Cameron was strongly against Brexit; even though he called the 2016 referendum to satisfy right-wingers in his party, he campaigned against the break from the EU and told The Times in 2019 that some people “will never forgive me” for holding the vote.
Unlike Braverman, both Cleverly and Cameron are unlikely to deviate from the script and attack the police or protesters. It would be difficult to imagine, for instance, either of them proposing that the UK should leave the European Convention on Human Rights so it can more easily deport refugees to Rwanda –- a main Braverman policy that courts have been blocking for months.

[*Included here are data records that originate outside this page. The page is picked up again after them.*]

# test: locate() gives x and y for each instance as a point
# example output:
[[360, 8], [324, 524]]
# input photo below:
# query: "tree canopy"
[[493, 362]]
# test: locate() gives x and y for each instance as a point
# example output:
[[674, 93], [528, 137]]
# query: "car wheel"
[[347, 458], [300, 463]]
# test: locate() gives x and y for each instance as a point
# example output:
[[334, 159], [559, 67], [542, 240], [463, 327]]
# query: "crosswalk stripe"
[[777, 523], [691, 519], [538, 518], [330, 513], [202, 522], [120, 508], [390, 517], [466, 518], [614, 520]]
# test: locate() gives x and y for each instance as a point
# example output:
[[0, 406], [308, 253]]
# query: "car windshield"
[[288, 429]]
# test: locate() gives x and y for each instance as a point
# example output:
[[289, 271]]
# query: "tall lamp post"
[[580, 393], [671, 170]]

But Braverman’s impact is unlikely to vanish. Sunak has created a powerful foe of Braverman and given ammunition to critics who will view today as evidence of something they had already assumed: that the Prime Minister is a centrist traitor who is more at ease surrounded by other centrist Conservatives than promoting populism.”
Braverman’s controversial streak ends in dismissal
Braverman is a divisive figure among the Conservatives. She has tried to appeal to the right-wing base of the party with populist messages, and has become the symbol of Britain’s tough stance on asylum-seekers and illegal immigrants. However, her controversial language and actions in government have alienated many moderate members of the party.
She caused more tension between her office and the police with her comments on Saturday’s protest, just days after she posted on the social media platform X that rough sleepers chose to “live on the streets as a lifestyle choice,” and suggested a policy to prevent homeless people from getting tents.
Sunak had expressed his confidence in Braverman as recently as Thursday. But his spokesperson said on Monday that there were “issues around language” that came up during their working relationship, as well as “differences of style.”
“It’s right that we can move forward now and focus on what matters to people,” his spokesperson said.
Sunak is believed to have called Braverman on Monday morning after deciding to fire her.
But her removal could trigger a power struggle at the top of the ruling party, plunging Britain into another period of political turmoil and instability.
While a leadership challenge against Sunak would be a risky move for a party that has already gone through five prime ministers in seven years, there is a growing dissatisfaction among its members with Sunak’s failure to improve the Conservatives’ prospects.
Braverman might also be considering a bid for leadership after the upcoming general election, expected late next year, if the Conservatives lose power to the resurgent opposition Labour Party.
But in that case, Braverman would have to present herself as a radical alternative to Sunak in the next few months – a strategy that could undermine the prime minister’s electoral campaign in the new year.
This is the second time in just over a year that Braverman has been sacked as home secretary. She held the post for six weeks during Liz Truss’s chaotic premiership last year, before quitting for breaking ministerial rules by using a private email address.
But she returned to the same position just days later; her resignation led to Truss’s downfall, and her successor Sunak quickly restored her after taking power.
Under Sunak, Braverman led a high-profile campaign to crack down on small boat crossings by asylum-seekers. The government’s main illegal migration bill, passed by MPs earlier this year, would essentially give the government the authority to deport anyone who arrives illegally in the United Kingdom.
She is also a fierce culture warrior, using rhetoric from the American right to attack “woke” culture, transgender rights and climate protesters.
Her frequent attention-grabbing comments have provided ammunition to the government’s opponents. Last week, after Sunak’s government announced its plan for the new session of Parliament, opposition leader Keir Starmer warned Sunak in the House of Commons to “think very carefully about what she is committing your government to do.”
“Without a serious home secretary, there can be no serious government and he cannot be a serious prime minister,” Starmer said.